Asisguard Genel Müdürü Barış Düzgün, AA muhabirine, silahlı dron, kara aracı elektroniği ve elektro-optik kameralar konusunda faaliyetler yürüttüklerini söyledi.
Silahlı dron projesinin karakalem çizimle 2018'da başladığını ve 2 yıllık yoğun Ar-Ge faaliyetiyle özel bir silahlı ürüne dönüştüğünü belirten Düzgün, Aralık 2019'da Cumhurbaşkanlığı Savunma Sanayii Başkanlığı (SSB) ile yapılan sözleşme doğrultusunda 8 silahlı dron Songar'ı Jandarma, Özel Kuvvetler, Kara Kuvvetleri ve Özel Harekat birliklerinin kullanımına sunduklarını ifade etti.

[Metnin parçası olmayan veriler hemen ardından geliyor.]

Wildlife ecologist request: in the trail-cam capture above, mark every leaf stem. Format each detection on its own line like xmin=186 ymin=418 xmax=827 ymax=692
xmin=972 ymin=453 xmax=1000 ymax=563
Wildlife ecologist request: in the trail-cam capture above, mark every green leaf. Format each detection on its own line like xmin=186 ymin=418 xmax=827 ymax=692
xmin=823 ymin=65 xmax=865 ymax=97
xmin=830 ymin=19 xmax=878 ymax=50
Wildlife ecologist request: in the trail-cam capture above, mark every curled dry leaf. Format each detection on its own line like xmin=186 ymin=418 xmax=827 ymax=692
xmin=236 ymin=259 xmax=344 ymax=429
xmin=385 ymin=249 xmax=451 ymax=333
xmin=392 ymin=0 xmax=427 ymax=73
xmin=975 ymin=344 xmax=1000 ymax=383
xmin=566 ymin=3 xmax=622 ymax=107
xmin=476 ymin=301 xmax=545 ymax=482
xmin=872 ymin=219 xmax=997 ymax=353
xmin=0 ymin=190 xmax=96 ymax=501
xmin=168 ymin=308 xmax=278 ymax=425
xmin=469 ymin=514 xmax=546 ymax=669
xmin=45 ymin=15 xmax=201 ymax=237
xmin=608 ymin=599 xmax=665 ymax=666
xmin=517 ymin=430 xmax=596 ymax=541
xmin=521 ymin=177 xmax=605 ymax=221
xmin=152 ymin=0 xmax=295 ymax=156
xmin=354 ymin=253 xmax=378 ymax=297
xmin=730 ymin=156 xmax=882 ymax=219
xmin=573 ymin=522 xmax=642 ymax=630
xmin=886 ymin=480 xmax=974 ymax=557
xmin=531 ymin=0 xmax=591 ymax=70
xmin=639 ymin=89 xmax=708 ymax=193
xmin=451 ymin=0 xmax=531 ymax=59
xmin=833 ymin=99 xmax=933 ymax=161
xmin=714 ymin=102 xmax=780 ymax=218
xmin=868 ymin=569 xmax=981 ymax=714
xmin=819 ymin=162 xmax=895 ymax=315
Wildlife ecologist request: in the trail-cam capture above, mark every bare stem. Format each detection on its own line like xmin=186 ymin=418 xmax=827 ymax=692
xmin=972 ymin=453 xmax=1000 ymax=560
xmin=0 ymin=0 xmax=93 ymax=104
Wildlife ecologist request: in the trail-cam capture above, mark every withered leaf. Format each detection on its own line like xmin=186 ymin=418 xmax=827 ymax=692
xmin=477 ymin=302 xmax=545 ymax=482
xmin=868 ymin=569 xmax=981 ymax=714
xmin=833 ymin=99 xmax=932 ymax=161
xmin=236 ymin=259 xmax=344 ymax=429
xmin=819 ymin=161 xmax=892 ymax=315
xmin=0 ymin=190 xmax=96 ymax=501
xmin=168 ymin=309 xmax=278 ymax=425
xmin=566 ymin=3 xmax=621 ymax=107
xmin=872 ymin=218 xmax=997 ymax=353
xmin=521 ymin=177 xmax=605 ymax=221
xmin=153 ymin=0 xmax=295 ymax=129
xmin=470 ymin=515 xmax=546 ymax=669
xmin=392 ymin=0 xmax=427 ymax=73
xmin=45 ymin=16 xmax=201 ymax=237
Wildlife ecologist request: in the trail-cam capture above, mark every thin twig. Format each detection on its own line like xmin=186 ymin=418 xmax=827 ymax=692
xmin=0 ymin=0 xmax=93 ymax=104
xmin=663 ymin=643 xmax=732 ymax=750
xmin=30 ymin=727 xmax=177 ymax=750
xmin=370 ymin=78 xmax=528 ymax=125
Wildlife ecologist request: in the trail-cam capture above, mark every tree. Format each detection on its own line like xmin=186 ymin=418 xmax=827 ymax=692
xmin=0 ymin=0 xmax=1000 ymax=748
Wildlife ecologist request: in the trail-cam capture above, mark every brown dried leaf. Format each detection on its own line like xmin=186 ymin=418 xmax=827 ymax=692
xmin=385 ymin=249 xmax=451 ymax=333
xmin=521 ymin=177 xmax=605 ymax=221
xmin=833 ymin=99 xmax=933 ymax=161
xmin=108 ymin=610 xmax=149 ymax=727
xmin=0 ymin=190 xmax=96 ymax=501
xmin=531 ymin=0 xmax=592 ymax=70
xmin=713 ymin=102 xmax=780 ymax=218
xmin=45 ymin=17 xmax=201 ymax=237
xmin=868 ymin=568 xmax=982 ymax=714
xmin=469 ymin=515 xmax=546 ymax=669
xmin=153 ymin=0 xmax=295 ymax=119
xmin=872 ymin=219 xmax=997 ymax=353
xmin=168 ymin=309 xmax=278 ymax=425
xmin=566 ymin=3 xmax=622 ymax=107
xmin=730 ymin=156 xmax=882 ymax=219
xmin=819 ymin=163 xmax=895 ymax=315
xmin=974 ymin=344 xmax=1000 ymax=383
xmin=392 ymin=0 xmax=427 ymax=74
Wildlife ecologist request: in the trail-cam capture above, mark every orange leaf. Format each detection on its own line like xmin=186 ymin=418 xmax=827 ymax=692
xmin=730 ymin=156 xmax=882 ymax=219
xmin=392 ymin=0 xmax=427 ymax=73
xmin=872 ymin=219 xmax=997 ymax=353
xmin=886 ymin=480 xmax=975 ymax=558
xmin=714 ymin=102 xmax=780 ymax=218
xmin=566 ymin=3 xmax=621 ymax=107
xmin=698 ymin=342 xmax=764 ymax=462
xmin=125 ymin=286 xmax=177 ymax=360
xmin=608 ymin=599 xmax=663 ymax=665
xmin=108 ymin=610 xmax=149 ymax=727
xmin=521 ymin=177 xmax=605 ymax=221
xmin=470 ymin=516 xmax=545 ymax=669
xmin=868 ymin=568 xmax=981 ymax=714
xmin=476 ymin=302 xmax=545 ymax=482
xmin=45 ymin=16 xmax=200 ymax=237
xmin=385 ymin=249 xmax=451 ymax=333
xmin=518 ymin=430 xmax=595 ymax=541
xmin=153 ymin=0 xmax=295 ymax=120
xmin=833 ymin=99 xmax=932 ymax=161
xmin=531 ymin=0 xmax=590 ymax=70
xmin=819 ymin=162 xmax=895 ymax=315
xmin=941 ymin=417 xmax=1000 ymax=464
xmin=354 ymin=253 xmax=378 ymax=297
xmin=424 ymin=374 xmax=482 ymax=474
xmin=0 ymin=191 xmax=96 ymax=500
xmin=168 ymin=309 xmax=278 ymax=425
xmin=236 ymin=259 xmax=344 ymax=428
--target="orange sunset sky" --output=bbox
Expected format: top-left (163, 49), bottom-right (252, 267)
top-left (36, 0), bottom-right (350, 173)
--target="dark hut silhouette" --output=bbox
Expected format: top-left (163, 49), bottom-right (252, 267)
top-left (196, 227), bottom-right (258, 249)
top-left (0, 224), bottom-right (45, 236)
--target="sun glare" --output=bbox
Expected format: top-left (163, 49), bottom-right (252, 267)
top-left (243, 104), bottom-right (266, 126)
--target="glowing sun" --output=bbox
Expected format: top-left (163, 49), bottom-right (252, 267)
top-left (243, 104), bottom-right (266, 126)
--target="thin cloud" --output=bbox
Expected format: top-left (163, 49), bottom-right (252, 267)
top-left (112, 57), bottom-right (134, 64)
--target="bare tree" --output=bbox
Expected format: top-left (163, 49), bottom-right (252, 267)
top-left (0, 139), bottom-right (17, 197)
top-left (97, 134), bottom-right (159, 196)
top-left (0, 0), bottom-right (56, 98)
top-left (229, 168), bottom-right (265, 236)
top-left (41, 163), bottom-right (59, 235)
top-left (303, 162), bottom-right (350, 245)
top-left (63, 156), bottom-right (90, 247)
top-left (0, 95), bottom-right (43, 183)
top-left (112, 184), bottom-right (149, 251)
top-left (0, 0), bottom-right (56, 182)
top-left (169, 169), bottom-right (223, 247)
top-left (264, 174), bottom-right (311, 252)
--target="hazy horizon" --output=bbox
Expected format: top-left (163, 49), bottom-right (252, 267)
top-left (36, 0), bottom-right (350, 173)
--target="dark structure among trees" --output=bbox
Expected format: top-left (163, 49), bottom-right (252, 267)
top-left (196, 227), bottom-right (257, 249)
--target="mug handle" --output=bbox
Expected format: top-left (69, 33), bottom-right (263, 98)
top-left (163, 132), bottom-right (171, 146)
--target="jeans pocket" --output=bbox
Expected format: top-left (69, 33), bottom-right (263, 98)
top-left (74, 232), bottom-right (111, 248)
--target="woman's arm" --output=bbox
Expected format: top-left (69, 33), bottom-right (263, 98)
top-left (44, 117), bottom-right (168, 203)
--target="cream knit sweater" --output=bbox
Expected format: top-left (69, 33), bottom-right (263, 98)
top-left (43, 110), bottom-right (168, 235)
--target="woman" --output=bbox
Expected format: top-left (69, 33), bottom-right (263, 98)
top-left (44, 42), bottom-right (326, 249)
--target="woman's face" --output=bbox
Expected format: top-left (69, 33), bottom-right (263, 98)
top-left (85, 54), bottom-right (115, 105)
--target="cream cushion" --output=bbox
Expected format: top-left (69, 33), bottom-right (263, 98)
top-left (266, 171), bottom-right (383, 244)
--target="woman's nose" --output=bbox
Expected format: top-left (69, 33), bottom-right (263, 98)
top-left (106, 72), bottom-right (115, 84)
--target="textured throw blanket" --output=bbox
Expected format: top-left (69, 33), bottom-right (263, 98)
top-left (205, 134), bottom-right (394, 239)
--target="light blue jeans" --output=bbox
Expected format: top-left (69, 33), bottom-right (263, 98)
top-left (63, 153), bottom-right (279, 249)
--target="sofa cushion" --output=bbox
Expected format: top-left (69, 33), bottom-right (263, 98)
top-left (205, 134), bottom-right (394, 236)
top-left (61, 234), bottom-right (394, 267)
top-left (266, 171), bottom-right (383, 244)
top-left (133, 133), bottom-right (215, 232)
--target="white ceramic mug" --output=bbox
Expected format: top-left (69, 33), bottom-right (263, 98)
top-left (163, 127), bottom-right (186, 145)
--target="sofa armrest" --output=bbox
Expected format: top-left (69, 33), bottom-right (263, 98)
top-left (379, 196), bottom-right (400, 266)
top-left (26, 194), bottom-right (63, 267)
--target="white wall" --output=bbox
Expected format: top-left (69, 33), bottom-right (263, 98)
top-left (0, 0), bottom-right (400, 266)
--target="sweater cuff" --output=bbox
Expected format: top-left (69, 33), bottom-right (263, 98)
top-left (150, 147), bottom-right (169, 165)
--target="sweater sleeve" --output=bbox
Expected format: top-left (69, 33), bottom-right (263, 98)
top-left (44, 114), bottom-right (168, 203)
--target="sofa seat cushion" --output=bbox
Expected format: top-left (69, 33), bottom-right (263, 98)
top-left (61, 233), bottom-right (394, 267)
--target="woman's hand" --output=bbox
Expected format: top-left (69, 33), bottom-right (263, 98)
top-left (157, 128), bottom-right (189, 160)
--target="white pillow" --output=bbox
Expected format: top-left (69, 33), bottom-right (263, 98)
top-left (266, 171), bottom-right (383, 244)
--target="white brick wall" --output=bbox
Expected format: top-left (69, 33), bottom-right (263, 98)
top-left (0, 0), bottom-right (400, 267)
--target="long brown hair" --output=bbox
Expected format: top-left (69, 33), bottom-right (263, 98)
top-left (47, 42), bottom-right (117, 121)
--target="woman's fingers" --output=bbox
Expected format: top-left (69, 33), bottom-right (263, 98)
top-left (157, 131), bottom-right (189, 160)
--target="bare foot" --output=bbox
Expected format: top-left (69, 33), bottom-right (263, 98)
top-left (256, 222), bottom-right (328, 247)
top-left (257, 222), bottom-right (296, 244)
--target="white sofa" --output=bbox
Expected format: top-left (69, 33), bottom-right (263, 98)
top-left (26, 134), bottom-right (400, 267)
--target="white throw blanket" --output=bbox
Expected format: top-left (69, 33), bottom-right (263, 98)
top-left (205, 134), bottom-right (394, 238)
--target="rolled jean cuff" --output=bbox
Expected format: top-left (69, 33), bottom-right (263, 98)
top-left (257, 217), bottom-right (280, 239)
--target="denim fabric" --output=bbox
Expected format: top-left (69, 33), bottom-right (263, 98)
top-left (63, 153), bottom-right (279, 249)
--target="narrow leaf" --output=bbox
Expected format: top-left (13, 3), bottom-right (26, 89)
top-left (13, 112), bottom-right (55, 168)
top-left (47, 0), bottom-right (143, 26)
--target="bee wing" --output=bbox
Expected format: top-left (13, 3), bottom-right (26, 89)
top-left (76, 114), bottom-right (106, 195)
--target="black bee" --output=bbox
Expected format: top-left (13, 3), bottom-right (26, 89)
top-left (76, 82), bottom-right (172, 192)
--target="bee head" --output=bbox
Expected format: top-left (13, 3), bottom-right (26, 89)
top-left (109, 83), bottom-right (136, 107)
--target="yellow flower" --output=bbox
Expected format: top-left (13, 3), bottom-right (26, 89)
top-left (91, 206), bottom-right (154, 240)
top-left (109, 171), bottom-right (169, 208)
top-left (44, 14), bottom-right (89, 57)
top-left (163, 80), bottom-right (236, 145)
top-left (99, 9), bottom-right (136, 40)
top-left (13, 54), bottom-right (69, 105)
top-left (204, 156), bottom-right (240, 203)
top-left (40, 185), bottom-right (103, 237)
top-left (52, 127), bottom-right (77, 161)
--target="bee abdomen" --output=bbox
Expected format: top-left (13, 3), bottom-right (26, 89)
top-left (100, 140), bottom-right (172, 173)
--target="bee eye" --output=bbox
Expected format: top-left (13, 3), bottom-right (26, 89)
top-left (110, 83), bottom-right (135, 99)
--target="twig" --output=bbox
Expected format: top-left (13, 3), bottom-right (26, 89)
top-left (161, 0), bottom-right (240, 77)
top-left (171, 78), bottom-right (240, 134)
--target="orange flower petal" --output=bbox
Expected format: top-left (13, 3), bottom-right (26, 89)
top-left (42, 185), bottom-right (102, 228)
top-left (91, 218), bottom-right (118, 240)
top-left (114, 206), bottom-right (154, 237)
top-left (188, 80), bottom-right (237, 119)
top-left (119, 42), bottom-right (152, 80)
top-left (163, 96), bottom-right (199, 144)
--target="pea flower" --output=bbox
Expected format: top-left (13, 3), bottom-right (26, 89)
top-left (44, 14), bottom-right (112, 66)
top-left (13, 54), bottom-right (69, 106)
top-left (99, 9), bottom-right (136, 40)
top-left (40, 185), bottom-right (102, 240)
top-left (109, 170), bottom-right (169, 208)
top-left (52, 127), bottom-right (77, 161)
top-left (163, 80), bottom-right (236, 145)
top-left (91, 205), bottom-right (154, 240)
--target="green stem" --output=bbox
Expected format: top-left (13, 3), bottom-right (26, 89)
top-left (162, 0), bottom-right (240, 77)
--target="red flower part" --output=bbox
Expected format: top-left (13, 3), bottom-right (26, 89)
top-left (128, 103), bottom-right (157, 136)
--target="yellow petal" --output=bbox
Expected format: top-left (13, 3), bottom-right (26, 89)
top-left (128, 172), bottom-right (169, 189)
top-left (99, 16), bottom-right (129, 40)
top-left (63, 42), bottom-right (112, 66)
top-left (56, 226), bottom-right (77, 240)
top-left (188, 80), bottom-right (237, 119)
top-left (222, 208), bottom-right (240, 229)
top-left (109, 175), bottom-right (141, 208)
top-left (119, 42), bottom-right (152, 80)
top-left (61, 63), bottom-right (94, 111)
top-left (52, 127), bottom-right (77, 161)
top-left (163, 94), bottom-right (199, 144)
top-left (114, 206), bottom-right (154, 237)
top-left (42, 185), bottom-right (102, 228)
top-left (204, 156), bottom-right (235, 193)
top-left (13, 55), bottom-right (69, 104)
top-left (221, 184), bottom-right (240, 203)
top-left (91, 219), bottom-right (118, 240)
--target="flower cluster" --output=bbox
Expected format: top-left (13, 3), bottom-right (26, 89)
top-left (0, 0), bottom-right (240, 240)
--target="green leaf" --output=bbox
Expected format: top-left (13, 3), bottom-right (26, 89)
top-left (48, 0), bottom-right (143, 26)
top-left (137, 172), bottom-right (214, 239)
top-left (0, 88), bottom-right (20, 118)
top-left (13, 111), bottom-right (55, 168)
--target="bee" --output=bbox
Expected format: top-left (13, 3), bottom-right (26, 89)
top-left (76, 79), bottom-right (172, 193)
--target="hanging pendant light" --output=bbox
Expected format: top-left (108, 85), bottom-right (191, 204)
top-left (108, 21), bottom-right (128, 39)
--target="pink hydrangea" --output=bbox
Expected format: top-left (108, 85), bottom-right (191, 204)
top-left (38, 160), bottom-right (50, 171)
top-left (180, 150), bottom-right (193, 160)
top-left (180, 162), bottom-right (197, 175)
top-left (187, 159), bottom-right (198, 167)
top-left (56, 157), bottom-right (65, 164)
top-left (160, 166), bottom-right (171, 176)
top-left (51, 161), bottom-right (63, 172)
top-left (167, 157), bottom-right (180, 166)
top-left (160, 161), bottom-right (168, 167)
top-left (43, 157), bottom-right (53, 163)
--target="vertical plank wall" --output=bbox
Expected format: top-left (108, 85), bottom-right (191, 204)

Düzgün, pilot teslimatlar sayesinde sahadan geri dönüşler aldıklarını dile getirerek, SSB'nin bu uygulaması sayesinde ürünlerini daha da geliştirme şansı yakaladıklarını kaydetti.
Şirketin bu süreçte önemli bir entelektüel sermaye biriktirdiğini vurgulayan Düzgün, sonrasında bu tecrübelerin Songar'a aktarıldığını ve envanterdeki silahlarla faydalı yük çeşitliliğinin arttığını anlattı. Düzgün, şöyle konuştu:
"MPT-55'in, Sarsılmaz'ın entegrasyonunu yaptık. Envanterde olan silahlarla 5,56 milimetre NATO standardında ürün sahibi yaptık Songar'ı. Bu, 5,45 milimetre silah kullanan ülkelerde de entegrasyon yapma yeteneğimiz olduğunu gösteriyor. Daha sonra farklı farklı dronlar yapmak yerine dronumuza farklı faydalı yükler ekledik. Aktaş Silah ile 40 milimetre bombaatar, Troy Teknoloji Savunma ile 6'lı roket fırlatma sistemi, toplumsal olaylara yönelik olarak sis bombası, TÜBİTAK SAGE'nin 81 milimetre Togan mühimmatını başarıyla entegre ettik. Amaç çok dron satmak yerine o dronu daha fazla işlevli hale getirmekti. Her faydalı yük için farklı dron yapmak yerine bir dronu bu kadar faydalı yükle süslemek istedik. Sadece silah olması da yetmiyor. Dronun atış yaptığı yeri görmesi gerekiyor. Bu kapsamda dronumuza gimbal ile gece görüş operasyon kabiliyeti de kazandırdık."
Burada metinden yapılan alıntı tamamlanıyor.